The Poet seems to be tumbling into emptiness since The Singer left.

The Singer arrived in a cloud of chanel no. 5. she had a limousine body, a champagne voice, and she moved into the apartment on the other side of mine. she’s the sad beauty men toast in supper clubs and bars. you know the type, deep cleavage and red lips wrapped around an alto vibrato.

i suppose it was inevitable that The Poet and The Singer would meet. after all, they were only separated by one apartment: mine. walk down the hall and it was her apartment, my apartment, his apartment – all on the right. the longing arcing from the poet’s apartment to The Singer’s apartment was a hungry force.

at a glance, The Poet and The Singer appeared disparate, but before her curtains were hung they were cozy and kissing, fondling and fumbling with their keys, first at her apartment, then his. the noises i heard through the plaster and studs unwittingly evidenced the forces that bind them. together they had a kind of dash.

i listened at my walls to the rustling of angel wings all spring.

then came august.

what i am certain of: the hovering sun made everyone hot and prickly that tuesday. i was on my balcony watching a summer breeze push woozy clouds across the sky when i hear The Singer bawl, “you bastard.”

i froze.

and in that moment I imagine the tenants in the building freezing as well; old lady alma in the apartment at the end of the hall stops, hands submerged in a sink of dirty dishes. joe mechanic in the apartment across from mine clenches his pee so the lemon-colored water falling into his toilet stops (a nigh to impossible task), the landlord, mr. greeley, muzzles his poodle’s perpetual whining. we become manikins.

we–all of us, each of us, everyone of us–listen to The Poet and The Singer quarrel.

“yougoddamndog” The Singer skillfully projects from her diaphragm.

i move to my door. i’m peering through the peep hole–all i see is the oblong shape of The Singer, one hand on her slouch hip. my front door becomes an instrument, vibrating chords of angry music.

“you love your damn words more than you love me? those silly poems mean more to you than what they’re supposed to be about.”

“i do” The Poet unpoetically ripostes.

“fuck you! fuck your poetry!”

living things hold their breath for the razorblades in the air. inhaling feels like bleeding.

“but my poems are about you.”

“you love the idea of me more than you love me.”

I can see The Singer’s runaway face as she hurls all that is in her at The Poet, “fuck! you!”

i can see this is semantic acrobatics: The Singer needs to hear The Poet say he loves her more than his words, The Poet needs to know The Singer loves his words. they collide midway, plummeting without a net.

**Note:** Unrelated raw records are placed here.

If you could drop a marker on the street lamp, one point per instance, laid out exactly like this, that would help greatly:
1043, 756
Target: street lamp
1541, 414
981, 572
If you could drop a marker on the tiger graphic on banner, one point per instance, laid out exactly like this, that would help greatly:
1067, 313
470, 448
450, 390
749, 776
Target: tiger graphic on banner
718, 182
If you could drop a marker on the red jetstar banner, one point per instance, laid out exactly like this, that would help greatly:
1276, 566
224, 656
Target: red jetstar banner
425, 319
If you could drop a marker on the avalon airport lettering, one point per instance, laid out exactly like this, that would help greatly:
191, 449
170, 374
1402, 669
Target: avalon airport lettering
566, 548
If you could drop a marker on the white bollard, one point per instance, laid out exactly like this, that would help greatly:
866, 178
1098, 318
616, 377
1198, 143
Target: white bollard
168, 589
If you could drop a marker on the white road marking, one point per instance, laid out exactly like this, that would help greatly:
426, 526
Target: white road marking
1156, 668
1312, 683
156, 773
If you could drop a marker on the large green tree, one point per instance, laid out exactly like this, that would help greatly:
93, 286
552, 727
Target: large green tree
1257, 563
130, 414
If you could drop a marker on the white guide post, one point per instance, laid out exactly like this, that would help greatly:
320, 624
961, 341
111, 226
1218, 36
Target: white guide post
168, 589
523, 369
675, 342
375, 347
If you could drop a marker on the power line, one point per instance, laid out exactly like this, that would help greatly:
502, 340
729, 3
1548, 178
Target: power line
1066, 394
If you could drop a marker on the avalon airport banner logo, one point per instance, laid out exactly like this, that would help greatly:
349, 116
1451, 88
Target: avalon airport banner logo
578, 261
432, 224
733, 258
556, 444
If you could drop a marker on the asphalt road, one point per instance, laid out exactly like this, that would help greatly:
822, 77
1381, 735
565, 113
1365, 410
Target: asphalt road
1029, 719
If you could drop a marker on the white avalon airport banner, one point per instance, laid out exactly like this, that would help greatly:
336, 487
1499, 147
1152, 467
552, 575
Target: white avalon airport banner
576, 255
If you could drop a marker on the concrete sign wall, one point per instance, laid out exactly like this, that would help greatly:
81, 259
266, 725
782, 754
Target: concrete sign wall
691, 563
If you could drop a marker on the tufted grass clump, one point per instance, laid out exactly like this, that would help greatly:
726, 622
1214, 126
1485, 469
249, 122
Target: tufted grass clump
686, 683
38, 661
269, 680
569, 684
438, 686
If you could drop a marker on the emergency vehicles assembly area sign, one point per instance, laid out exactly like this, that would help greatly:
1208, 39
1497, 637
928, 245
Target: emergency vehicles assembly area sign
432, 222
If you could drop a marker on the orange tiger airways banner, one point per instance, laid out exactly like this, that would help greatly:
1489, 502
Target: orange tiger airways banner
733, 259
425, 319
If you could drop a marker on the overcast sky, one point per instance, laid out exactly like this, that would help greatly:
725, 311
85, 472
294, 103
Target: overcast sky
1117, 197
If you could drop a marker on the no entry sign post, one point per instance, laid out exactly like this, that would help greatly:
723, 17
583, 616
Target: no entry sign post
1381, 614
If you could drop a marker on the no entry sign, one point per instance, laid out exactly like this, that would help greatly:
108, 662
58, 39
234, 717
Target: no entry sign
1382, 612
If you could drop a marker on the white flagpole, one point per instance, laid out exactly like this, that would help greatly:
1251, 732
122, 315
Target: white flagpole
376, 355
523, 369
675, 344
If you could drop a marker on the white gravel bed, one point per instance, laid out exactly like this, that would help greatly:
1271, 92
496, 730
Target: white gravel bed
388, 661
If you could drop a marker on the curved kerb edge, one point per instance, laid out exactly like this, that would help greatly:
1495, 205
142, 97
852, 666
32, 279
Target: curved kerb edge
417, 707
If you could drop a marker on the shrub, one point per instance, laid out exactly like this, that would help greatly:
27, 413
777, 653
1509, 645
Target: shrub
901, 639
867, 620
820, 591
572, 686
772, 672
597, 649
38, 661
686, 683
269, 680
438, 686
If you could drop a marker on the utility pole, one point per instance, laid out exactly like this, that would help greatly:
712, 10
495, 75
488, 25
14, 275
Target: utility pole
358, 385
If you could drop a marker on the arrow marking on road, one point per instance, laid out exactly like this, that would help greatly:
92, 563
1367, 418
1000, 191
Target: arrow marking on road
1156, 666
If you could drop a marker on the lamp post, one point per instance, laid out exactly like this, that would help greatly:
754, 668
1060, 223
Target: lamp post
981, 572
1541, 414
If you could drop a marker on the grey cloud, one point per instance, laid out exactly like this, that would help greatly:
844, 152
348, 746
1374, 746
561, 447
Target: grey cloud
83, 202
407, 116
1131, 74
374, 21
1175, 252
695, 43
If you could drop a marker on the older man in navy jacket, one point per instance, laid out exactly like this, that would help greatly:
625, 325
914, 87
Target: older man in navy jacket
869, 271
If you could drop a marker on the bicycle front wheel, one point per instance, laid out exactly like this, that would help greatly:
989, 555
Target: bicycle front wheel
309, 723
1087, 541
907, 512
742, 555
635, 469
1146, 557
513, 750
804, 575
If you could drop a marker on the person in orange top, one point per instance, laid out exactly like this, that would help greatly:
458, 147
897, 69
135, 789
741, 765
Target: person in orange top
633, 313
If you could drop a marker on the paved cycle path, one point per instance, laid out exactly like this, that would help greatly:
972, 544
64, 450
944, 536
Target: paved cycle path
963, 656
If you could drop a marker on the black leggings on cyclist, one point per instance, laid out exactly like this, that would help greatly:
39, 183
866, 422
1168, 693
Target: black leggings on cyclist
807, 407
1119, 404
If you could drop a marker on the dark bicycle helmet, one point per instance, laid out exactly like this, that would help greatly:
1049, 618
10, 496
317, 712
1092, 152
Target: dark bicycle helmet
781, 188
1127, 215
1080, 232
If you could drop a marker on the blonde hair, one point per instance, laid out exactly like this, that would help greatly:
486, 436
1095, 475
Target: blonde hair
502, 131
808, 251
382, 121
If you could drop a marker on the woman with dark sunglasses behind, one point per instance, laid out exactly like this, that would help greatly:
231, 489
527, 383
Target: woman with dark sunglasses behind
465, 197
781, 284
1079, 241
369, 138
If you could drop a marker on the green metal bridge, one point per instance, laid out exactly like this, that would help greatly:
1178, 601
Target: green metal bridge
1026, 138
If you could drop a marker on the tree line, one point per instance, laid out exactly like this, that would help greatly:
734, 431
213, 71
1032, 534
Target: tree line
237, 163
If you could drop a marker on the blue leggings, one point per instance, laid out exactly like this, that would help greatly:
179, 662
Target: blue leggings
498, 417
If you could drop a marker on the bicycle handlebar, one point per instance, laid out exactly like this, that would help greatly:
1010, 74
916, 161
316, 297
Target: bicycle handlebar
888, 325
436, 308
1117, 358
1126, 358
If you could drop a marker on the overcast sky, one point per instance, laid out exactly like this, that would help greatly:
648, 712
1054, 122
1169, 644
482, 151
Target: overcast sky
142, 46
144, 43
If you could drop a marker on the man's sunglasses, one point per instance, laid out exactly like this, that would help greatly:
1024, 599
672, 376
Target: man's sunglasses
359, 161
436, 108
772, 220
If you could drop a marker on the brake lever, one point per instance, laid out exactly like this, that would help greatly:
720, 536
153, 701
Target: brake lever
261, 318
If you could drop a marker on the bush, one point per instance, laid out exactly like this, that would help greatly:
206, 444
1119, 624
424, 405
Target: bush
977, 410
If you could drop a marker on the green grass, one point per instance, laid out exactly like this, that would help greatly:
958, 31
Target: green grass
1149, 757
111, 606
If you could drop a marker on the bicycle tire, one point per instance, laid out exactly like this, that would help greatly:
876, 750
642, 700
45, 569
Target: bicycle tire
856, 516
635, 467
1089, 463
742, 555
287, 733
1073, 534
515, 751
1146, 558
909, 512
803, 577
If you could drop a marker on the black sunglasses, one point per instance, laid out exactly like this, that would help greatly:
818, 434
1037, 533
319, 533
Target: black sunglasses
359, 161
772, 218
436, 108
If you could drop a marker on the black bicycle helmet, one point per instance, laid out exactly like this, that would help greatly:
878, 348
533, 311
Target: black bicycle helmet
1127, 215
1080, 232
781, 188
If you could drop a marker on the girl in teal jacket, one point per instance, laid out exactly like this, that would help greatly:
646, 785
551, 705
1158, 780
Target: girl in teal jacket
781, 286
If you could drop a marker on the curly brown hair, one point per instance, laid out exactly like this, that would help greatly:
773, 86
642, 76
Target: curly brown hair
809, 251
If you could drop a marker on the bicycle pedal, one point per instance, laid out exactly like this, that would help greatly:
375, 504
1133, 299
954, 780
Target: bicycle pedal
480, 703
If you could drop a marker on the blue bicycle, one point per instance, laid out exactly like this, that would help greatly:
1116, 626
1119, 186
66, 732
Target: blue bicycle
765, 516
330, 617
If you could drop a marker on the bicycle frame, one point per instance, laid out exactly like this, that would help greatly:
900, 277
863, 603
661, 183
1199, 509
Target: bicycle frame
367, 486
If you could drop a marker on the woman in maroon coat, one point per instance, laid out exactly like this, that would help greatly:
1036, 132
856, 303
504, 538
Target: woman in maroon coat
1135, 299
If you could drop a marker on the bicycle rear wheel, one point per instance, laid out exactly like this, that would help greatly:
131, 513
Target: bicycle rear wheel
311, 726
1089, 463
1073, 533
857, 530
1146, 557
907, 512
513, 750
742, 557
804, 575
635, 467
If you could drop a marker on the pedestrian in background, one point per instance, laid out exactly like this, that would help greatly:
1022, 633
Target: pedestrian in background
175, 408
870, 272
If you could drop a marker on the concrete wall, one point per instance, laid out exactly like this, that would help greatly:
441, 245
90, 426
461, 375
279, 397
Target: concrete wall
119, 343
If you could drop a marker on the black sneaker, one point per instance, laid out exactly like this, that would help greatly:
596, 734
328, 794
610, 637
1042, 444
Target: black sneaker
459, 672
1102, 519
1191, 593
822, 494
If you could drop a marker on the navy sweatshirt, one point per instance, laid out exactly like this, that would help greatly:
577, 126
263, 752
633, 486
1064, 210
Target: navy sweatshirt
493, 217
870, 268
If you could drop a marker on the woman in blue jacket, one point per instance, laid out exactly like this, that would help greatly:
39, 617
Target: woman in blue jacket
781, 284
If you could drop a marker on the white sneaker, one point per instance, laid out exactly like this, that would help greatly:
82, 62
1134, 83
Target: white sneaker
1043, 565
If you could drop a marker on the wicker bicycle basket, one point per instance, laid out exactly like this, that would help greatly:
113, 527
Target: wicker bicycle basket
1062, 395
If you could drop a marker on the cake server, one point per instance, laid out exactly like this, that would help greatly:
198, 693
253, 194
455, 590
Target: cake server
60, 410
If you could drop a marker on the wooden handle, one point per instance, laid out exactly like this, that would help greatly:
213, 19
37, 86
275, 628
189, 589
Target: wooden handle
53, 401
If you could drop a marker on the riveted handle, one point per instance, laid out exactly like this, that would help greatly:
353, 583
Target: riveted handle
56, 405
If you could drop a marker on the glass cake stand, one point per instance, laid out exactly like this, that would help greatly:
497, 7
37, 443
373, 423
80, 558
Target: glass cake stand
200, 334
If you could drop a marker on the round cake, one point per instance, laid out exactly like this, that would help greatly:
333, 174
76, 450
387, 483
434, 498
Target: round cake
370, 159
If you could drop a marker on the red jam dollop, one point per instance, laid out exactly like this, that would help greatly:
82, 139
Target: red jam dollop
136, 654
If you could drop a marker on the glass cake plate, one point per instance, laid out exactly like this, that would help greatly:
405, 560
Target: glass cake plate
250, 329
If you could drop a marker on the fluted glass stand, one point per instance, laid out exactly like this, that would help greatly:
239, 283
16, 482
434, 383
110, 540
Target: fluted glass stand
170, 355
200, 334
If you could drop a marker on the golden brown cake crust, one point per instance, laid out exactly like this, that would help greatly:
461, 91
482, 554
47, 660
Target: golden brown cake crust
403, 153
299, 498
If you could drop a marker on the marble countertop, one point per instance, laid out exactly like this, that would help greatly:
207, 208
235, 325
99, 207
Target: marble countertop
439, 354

the next morning there is a riot of perfume and sequins in the hall, all that remains of The Singer’s gowns hustled away in the middle of the night like the toys of doe-eyed children in a too sudden divorce.

presently, I am here, listening to the vacancy of song in The Singer’s apartment and the death of poetry in The Poet’s apartment. The entire building is wrapped in cotton quiet.

i interiorize the soundlessness.

like a frog in a pot of boiling water, it dawns on me too late: there are no couples in this building. we–all of us, each of us, everyone of us–live alone. this realization is a thorn pressing into the pith of me, a wound that won’t seem to heal. days pass, lonely. and in the lengthening hush, lingering in this life without poetry and song becomes unbearable. the aloneness chokes. i resolve to become my own assassin.

i tenderly loop the nylon, wrapping spiraling coils, tucking the end of the rope through the top eye, a noose. it collars my neck perfectly.

kicking the kitchen chair, i am the hanging fruit of isolation.

the weeping rafters hold the rope while i coordinate my kicks. the evening becomes more hushed than i’ve ever heard except for the pinching noises of the noose – a kind of poetry, a sort of song.

there was an affair in this building.